Beyazbiber: Karabiber bitkisinin iyice olgunlaşmış meyveleridir. Bu taneler bir süre deniz suyunda ya da kireçli suda bekletilir. Sonra kabukları soyulup içi kurutulur. Beyazbiber, karabiberden daha keskin kokuludur ama tadı karabibere göre daha hafiftir.
Biberiye: Balık buğulama, soslu tavuk, et yemekleri, haşlama et ve sebzelerde bir tutam biberiye yemekle beraber pişirilip sonra çıkarılır. Ayrıca mantar sote yapılırken aynı yöntemle pişirilir. Patates, omlet, çorba, sos, salata, kabak ve domatesli yemeklerde kullanılır.
Çörekotu: Her türlü ekmek, pide, sandviç, kek, kuru pasta ve kurabiyelerin üzerine konularak değerlendirilir. Tohumları gaz söktürücü, uyarıcı ve idrar söktürücü olarak kullanılır. Güzel kokusu sebebiyle müshil ilaçlarının içine ilave edilen çörekotu, iyi bir lezzet ve koku değiştiricidir.
Defne yaprağı: Balık çorbası, et suyu ve şehriyeli çorbalarda, barbekü, spaghetti ve domates soslarının hazırlanmasında, buğulamalarda, her türlü et ve sebze yemeklerinde kullanılır. Bazı likörlerin bileşimine girer. Meyveleri mide ve sinir ağrılarına iyi gelir.
Fesleğen: Her türlü soslu sebze ve et yemeklerinde, çorba, domatesli sos, kuzu, dana, balık etleri, lahanalı yemekler, yeşil salata, çeşitli çerezlerde ve omletlerde kullanılır.
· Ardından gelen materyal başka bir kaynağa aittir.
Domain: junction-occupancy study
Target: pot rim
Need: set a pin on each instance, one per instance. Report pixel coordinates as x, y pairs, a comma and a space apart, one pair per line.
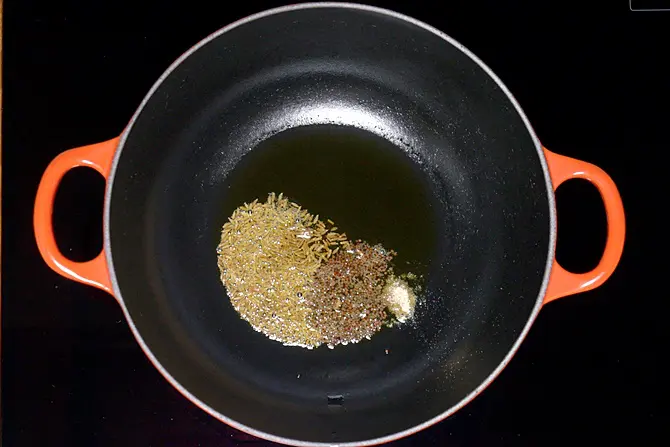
295, 442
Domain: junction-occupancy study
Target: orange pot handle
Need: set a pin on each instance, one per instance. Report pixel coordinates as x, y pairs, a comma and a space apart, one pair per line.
99, 157
562, 282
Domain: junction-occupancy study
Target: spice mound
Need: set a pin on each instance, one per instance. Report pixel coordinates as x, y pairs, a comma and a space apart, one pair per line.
296, 279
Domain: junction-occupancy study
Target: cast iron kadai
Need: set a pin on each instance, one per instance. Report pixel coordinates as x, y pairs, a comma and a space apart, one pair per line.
337, 66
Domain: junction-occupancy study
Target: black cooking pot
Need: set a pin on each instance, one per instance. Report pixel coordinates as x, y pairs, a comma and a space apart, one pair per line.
283, 101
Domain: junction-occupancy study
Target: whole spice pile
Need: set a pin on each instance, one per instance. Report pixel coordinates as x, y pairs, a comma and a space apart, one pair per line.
346, 297
267, 256
298, 281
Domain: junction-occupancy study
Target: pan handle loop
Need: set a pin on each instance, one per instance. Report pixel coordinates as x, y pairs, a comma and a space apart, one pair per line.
99, 157
562, 282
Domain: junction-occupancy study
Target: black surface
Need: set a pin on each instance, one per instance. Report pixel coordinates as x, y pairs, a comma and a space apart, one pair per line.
173, 191
591, 83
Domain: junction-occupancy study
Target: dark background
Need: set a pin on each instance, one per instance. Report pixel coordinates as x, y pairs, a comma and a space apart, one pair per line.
595, 86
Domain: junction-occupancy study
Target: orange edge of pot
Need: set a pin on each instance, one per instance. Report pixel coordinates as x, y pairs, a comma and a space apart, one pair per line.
99, 157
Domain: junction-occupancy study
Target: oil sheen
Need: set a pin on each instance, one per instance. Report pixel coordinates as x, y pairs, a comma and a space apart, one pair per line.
369, 186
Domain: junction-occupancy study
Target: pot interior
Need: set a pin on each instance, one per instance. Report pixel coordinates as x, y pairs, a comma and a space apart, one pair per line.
386, 128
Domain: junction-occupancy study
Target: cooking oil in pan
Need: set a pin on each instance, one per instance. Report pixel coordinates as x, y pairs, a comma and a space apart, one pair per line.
371, 189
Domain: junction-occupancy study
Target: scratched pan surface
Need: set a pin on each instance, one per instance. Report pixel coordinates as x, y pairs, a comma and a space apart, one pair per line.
382, 125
Hindistancevizi: Patates ve sebze pürelerinde ya toz halinde ya da rendelenmiş halde kullanılabilir. Ayrıca beşamel soslarda, bazı hamur işlerinde, sütlü tatlılarda, suflelerde serpilmek suretiyle kullanılır. Sindirim kolaylaştırıcı ve gaz söktürücü etkisi vardır.
Karabiber: Dünyadaki bütün mutfaklarda bulunur. Sebze, tavuk, balık çorbalarında, et soslarında (barbekü), çiğ köfte, kısır, et ve sebzeli yemeklerde, her türlü soslu et yemeklerinde, zeytinyağlı ve etli dolmalarda kullanılır.
Karanfil: Haşlama ve deniz mahsullerinin buğulamalarında, dana, sığır etlerinin kızartmalarında ve çeşitli tatlılarda kullanılır. Tıpta, diş hekimliğinde, diş tedavisinde ağrı kesici ve antiseptik olarak yararlanılır. Gaz söktürücü etkisi de vardır. Diş macunlarının bileşimine girer. Pasta ve şekercilikte, parfümeride ve sabun sanayisinde kullanılır.
Kekik: Bütün ızgara etlerde, hamur işlerinde ve pizzalarda kullanılır. Spaghetti soslarında, mantar yemeklerinde, domates salatalarında ve domates, biber, kabak, patlıcan dolmalarının içine bir miktar konulabilir. Kekik, çay halinde mide ağrılarına karşı, dolaşım uyarıcısı, baharat olarak ve idrar söktürücü olarak kullanılır.
Kimyon: Mısır kökenli olan kimyon, Akdeniz havzası, Ortadoğu ve Asya ülkelerinde yetiştirilir. Kuvvetli ve değişik tadı nedeniyle genellikle lezzetlendirici olarak kullanılır. Kimyon; iştahsızlık, hazımsızlık, mide zayıflığı, mide yanması, mide spazmı, mide ve bağırsak gazını söktürme, baş dönmesi, kalp çarpıntısı gibi rahatsızlıklara iyi gelir.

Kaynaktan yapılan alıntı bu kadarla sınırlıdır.